As U.S. President-elect Trump is set to return to the White House, his proposed tariff policies have sparked market concerns about global oil price declines. Goldman Sachs commodity analysts pointed out in their latest report that if Trump imposes a 10%-20% tariff on all countries, especially a tariff as high as 60% on Chinese goods, it could lead to a slowdown in global trade, thereby suppressing oil demand. Under this scenario, Brent crude oil prices could fall to just above $60 per barrel by the end of 2026, a nearly 20% decrease from the current price of about $74.
Furthermore, Trump's advocacy for deregulation and support of the fossil fuel industry could lead to a further increase in U.S. oil production. Currently, U.S. oil production is at a historic high, reaching a new record of 13.4 million barrels per day in August. If supply continues to increase, it could exert further downward pressure on oil prices.
Nevertheless, Goldman Sachs analysts believe there is still room for oil prices to rise in the short term. If Iranian oil supplies decline due to stricter sanctions, Brent crude prices could rise to $83 per barrel by mid-2025. At the same time, global oil demand growth is expected to recover next year, with demand from major oil-consuming countries including the U.S. and China likely to increase. Recent stimulus measures by the Chinese government are expected to boost consumer confidence and drive demand growth.

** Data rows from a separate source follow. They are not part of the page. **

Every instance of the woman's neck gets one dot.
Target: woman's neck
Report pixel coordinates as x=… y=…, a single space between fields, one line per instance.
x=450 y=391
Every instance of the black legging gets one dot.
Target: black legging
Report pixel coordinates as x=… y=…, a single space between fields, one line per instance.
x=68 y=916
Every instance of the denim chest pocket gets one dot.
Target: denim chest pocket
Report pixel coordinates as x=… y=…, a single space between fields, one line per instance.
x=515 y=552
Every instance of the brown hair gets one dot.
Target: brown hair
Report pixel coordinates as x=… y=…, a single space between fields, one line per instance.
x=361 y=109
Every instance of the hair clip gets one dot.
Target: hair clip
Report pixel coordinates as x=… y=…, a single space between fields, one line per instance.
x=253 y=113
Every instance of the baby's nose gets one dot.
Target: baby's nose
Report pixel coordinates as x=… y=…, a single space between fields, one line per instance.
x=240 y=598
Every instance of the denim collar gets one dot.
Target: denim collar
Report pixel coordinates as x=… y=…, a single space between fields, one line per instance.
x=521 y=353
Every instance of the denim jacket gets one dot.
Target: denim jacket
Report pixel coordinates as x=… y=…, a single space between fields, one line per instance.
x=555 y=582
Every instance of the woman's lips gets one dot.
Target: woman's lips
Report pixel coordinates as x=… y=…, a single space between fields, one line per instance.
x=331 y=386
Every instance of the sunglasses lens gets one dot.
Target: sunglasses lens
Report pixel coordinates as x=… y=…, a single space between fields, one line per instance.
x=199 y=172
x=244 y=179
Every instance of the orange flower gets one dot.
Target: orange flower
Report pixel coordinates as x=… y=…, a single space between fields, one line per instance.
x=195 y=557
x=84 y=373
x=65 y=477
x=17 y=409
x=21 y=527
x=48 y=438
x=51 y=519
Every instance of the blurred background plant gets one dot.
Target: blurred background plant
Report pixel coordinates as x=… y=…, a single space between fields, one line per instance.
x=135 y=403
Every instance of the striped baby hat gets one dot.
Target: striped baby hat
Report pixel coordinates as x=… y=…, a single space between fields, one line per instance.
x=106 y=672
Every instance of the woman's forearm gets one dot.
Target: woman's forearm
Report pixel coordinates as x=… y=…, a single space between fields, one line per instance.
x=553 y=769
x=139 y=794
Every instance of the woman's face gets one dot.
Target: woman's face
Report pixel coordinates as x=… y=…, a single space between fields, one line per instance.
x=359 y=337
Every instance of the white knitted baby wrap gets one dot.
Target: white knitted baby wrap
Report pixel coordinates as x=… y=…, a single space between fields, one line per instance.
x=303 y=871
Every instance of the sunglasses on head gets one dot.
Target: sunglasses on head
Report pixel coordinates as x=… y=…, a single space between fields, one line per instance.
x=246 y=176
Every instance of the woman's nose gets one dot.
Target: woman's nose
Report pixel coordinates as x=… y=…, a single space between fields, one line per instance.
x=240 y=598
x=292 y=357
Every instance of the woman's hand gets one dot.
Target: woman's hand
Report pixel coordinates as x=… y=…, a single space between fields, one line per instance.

However, the International Energy Agency (IEA) warned in its report this month that the oil market could experience a surplus of 1 million barrels per day next year, mainly due to sluggish demand and rising production from non-OPEC countries. This indicates that although oil prices might rise in the short term, they still face downward pressure in the medium to long term.
Economic Impact:
If Trump enacts broad tariff policies, it could lead to a slowdown in global trade, thereby dampening oil demand and dragging down oil prices. A drop in oil prices could negatively affect the economies of oil-exporting countries, reducing their fiscal revenue and impacting global economic growth. Meanwhile, a decline in oil prices could reduce investment in the energy sector, affecting the development of related supply chains. However, for oil-importing countries, lower oil prices could reduce energy costs, alleviate inflationary pressure, and boost consumption and investment. Overall, the impact of falling oil prices on the global economy will vary across different countries and industries.